Siendo una novela fúnebre, tan definitivamente crepuscular, Muerte de un apicultor tiene la mala suerte de aparecer en las librerías a la vez que esa Elegía de Philip Roth (Everyman en su muy superior título original) que ha de ser ya considerada un hito dentro del género, pero también es curioso comprobar cómo las reflexiones de ambos relatos alcanzan a veces conclusiones casi idénticas: si el anónimo protagonista de Roth bromea amargamente con la posibilidad de escribir unas memorias simplemente tituladas Vida y muerte de un cuerpo masculino, el sueco comprende que “no soy más que un cuerpo. Todo lo que tengo que hacer, todo lo que me es posible hacer, sólo lo puedo hacer dentro de este cuerpo” (p. 137). Ambas novelas deberían ser leídas por todos aquellos que busquen libros que traten de las cosas verdaderamente importantes, y que lo hagan de una forma cruda, sin concesiones ni eufemismos, afrontando la realidad final como es, sin negar por ello —más bien al contrario— lo que la vida tiene de milagroso o de sorprendente, lo que el bíblico Libro de la Sabiduría llamó “nuestra porción y nuestra suerte”.
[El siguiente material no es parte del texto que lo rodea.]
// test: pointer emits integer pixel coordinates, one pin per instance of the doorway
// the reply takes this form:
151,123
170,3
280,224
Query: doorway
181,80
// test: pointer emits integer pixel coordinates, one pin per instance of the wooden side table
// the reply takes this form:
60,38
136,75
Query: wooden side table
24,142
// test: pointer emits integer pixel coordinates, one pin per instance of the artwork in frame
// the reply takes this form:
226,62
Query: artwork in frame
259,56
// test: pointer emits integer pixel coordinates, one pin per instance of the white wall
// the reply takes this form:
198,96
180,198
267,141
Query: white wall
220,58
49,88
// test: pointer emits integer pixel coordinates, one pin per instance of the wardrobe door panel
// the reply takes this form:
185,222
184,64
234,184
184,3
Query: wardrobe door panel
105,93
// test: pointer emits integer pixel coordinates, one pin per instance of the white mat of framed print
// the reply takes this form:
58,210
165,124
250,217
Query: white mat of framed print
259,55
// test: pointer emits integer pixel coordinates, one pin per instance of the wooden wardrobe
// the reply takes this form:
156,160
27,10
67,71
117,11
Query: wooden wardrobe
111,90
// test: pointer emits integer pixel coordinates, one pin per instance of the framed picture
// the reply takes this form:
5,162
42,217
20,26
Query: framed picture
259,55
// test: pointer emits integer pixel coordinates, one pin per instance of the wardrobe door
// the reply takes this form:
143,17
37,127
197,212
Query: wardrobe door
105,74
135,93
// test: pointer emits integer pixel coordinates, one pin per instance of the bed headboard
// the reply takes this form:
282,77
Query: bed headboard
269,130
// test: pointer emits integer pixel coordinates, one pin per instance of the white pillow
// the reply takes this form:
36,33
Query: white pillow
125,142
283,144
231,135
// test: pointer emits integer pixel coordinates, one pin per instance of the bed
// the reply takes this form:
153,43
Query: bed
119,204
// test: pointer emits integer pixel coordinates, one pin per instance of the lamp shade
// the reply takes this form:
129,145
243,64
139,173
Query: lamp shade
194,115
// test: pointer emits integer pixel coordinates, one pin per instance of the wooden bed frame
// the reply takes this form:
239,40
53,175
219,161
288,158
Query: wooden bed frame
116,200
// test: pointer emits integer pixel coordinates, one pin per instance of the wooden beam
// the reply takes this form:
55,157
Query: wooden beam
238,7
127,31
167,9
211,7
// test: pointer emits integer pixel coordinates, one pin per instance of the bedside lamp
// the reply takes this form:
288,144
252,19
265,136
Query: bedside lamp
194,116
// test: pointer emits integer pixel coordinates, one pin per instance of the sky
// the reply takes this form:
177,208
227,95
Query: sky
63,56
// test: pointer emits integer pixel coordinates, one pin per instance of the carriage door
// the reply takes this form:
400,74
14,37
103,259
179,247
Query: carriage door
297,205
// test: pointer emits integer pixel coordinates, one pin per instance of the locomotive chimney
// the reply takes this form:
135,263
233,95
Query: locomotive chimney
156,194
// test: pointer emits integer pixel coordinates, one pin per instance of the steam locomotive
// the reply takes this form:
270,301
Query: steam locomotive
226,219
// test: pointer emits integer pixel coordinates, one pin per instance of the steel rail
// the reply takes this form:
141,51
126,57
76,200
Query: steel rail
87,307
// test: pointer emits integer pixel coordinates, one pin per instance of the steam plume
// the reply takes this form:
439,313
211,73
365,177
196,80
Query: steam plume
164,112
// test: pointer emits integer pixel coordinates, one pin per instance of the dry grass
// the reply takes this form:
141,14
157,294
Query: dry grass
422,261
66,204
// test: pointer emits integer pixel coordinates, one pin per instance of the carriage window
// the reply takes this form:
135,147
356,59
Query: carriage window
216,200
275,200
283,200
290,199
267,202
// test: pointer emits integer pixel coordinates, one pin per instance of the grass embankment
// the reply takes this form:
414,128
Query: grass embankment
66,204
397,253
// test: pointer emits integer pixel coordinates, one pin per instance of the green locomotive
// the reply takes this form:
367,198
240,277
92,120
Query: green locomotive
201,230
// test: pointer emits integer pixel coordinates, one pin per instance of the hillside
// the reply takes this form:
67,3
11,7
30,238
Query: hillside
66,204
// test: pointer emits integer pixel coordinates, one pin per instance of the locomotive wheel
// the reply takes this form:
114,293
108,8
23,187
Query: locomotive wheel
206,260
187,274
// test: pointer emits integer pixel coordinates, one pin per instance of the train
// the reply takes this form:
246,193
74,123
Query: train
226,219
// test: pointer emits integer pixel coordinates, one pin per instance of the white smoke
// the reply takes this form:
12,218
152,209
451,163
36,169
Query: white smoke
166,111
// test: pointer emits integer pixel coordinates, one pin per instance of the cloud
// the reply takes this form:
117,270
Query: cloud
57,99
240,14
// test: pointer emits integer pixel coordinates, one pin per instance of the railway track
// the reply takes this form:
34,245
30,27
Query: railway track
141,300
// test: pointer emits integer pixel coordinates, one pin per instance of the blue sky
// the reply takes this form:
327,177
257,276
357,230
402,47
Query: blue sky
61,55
Algún lector podría confundirse o desconcertarse al leer cómo la última línea de la novela, el último apunte de su falso autor afirma que “siempre cabe esperar”, en lo que podría interpretarse como una última posibilidad de salvación, de redención, de vida..., como un final casi optimista para una novela naturalmente trágica. No creo que esa sea la intención de Gustafsson, sino tal vez una última broma casi macabra, una cruel ironía hacer escribir eso a alguien que inmediatamente después va a desaparecer. O quizá sea otra forma de sorprenderse y sorprendernos comprobando cómo es (cómo somos) cada hombre, incluso en los últimos minutos de existencia, realmente incapaz de concebir su propia extinción. “El hombre, ese curioso animal que vacila entre el animal y la esperanza” (p. 173).